Due bambine a scuola nel Kwara, stato della Nigeria (marzo 2021) - Reuters
Violenza e povertà hanno costretto dieci milioni di bambini nigeriani a interrompere la propria istruzione. Nell’ultimo anno, marcato dal jihadismo nel nord-est e i sequestri di massa nel nord-ovest, il numero di studenti tra i 6 e 18 anni che hanno rinunciato alla scuola è infatti aumentato radicalmente. Le autorità hanno chiuso gli istituti scolastici da mesi o ne hanno ritardato l’apertura in attesa che la situazione migliori.
«L’inizio delle lezioni è stato posticipato fino al 19 settembre», riferiva questa settimana una nota del Territorio federale della capitale (Fct), Abuja. «Tale misura riguarda tutte le scuole, pubbliche o private, musulmane o cristiane. Inoltre, la vendita di benzina nelle taniche e il trasporto di carbone resta vietato in numerose province settentrionali del Paese». Il governo nigeriano sta cercando di affrontare la crisi dovuta all’insicurezza che sta dilagando in gran parte della Nigeria, legata solo in parte ai gruppi jihadisti. Sebbene tutto il territorio nigeriano sia da anni teatro di rapimenti contro civili comuni, funzionari governativi, o cittadini stranieri, la parte settentrionale del Paese ha riscontrato un particolare aggravamento della situazione dal 2018, e un’ulteriore impennata di violenze dalla fine del 2020. I numerosi sequestri e uccisioni di studenti e professori, da parte prevalentemente di bande criminali, hanno quindi causato quest’anno l’interruzione didattica per «oltre 10 milioni di bambini in età scolastica», circa tre milioni in più rispetto all’anno precedente, su circa 40 milioni di studenti in tutta la Nigeria: praticamente uno su quattro non va a scuola. «I nostri figli – hanno commentato molti genitori che vivono nelle aree intorno ad Abuja –, non hanno trovato i professori al primo giorno di lezione e le autorità ci hanno detto di tornare a casa».

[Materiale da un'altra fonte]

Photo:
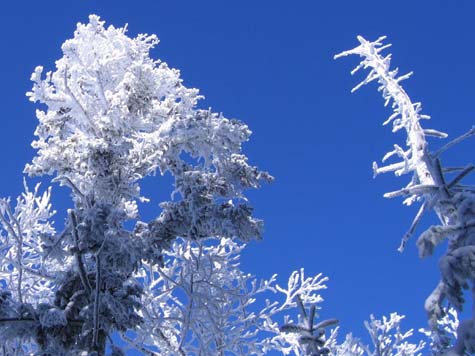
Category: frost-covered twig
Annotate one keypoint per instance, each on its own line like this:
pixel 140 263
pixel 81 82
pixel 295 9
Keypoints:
pixel 454 204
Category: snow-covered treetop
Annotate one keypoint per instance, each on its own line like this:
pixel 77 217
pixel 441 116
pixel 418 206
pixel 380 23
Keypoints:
pixel 114 115
pixel 435 186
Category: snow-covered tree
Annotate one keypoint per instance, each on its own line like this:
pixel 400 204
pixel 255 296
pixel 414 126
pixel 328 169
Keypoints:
pixel 434 186
pixel 110 116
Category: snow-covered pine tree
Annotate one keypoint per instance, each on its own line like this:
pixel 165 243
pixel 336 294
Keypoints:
pixel 110 116
pixel 436 187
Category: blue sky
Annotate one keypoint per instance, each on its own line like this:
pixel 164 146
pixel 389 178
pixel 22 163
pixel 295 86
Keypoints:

Il Territorio della capitale confina a nord e a est con gli Stati federali colpiti dalle violenze jihadiste e dai rapimenti di massa. «Circa 1,500 alunni sono stati sequestrati in vari Stati del nord-ovest dallo scorso dicembre – affermano diverse organizzazioni umanitarie –. Solitamente vengono pagati riscatti di circa mille euro per la liberazione di ogni alunno». Centinaia di studenti sono ancora nelle mani dei rapitori, alcuni sono stati uccisi, altri sono scappati. Almeno 5 milioni di bambini impossibilitati dall’andare a scuola vivono in 10 Stati federali nordoccidentali tra cui Kano, Zamfara (dove, con un’autentica resa, tutte le scuole restano chiuse per ordine del governatore), Kaduna, Niger e Katsina. «Il futuro dell’istruzione in Nigeria è minacciato – ha dichiarato ieri Edward Kallon, coordinatore umanitario dell’Onu nel Paese –. Facciamo appello affinché vengano fatti sforzi maggiori per proteggere gli studenti e assicurare la continuità dei corsi scolastici». Questa settimana sono invece stati rapiti per la prima volta dei civili nello Stato di Sokoto. «I banditi stavano scappando da un’offensiva della forza aerea nigeriana lanciata martedì – ha confermato Garba Moyi, commissario per la sicurezza di Sokoto –. Durante la ritirata hanno sequestrato almeno 20 civili usandoli probabilmente come scudi umani».
Lunedì notte, invece, un gruppo armato ha rapito nella cittadina di Bakori, Stato di Katsina, Ahmed Abdulkadir, ex direttore della Commissione nazionale dei media (Nbc), sua figlia di 15 anni e altri tre conoscenti. «Siamo sulle tracce di questa banda di criminali – ha detto il presidente nigeriano, Muhammadu Buhari, dopo aver licenziato diversi funzionari governativi legati al settore della sicurezza –. Faremo di tutto per riportare in queste aree la stabilità».